|Date and Place of Birth:||March 18, 1896 Heflin, AL|
|Date and Place of Death:||September 4, 1918 Barron Field, Forth Worth, TX|
|Baseball Experience:||Minor League|
|Military Unit:||US Army Air Service|
|Area Served:||United States|
Marcus G. Milligan, the son of Mr. and Mrs. W.G. Milligan, was born
in Heflin, Alabama on March 18, 1896. He pitched at Alabama
Polytechnic Institute (now Auburn University) in 1915 and 1916, and was
the school’s assistant baseball coach the following two years, while
taking a special course in agricultural training.

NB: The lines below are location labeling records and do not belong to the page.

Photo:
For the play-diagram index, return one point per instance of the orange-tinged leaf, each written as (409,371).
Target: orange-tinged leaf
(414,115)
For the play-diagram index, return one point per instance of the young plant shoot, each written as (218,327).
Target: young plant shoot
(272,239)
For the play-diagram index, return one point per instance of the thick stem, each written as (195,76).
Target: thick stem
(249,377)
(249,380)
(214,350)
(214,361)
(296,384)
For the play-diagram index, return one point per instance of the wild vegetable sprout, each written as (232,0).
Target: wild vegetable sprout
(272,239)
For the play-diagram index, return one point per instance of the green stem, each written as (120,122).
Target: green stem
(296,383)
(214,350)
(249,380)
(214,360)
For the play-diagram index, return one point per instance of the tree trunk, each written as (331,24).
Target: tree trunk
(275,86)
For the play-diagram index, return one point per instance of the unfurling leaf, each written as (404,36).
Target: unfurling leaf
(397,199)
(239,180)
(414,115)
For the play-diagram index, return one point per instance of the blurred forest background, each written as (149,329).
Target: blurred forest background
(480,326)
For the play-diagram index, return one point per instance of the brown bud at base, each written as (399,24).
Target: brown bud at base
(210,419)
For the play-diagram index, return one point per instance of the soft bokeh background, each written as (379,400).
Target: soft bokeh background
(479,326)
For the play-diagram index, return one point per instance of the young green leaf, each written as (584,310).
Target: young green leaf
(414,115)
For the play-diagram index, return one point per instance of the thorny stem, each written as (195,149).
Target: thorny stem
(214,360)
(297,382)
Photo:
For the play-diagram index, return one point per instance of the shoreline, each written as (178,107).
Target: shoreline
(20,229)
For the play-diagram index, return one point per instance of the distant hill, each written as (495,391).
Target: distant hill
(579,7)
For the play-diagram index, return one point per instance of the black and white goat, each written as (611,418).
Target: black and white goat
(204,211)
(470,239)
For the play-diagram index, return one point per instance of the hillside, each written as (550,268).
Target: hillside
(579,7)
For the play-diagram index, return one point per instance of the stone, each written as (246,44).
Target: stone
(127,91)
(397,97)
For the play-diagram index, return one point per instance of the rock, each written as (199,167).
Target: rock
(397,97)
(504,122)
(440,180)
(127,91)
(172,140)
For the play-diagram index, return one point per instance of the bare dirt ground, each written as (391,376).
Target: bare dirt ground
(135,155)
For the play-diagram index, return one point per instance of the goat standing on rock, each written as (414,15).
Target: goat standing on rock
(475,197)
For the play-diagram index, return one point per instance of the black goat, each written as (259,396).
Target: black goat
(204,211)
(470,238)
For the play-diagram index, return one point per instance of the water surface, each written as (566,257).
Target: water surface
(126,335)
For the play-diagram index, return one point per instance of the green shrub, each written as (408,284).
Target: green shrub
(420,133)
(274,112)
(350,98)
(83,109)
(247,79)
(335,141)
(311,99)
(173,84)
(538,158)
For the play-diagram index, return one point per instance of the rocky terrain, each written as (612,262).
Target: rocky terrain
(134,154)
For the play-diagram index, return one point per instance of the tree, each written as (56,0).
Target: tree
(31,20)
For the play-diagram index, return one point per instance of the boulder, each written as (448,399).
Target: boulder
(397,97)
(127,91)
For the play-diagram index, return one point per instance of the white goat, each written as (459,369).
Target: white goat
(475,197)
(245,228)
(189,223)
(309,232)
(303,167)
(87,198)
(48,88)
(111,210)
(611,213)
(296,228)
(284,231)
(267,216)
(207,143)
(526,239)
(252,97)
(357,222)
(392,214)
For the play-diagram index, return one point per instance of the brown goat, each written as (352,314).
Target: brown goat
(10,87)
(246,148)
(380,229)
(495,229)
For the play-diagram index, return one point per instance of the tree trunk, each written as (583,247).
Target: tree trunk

Milligan had been invited to spring training by Barney Dreyfuss of the Pittsburg Pirates in 1916 and was signed by that club. To protect his amateur status at the time he played under the name "Orr" for the Portsmouth Truckers of the Class C Virginia League and was 8-0 in 16 appearances. The National League club released the 21-year-old to the Birmingham Barons of the Class A Southern Association in 1917, where he played under his own name alongside future major leaguers Howdy Caton, Pat Duncan, Howie Haworth, Carmen Hill, Doc Johnston, Elmer Ponder and Billy Southworth. In 13 appearances, Milligan was 6-5. The highlight of his rookie season was a 6-0, two-hitter against Nashville on August 2, and he pitched well enough to earn a recall to the Pirates at the start of 1918.
Milligan never got the chance to play in the big leagues because he enlisted for military service in March 1918. His parents were living in Pensacola, Florida, and it was at nearby Escambia that he enlisted with the US Army Air Service. Cadet Milligan trained at Barron Field in Forth Worth, Texas, and as the summer of 1918 was close to coming to an end, so too was Cadet Milligan close to completing training which would have given him a commission as a lieutenant and a posting to France.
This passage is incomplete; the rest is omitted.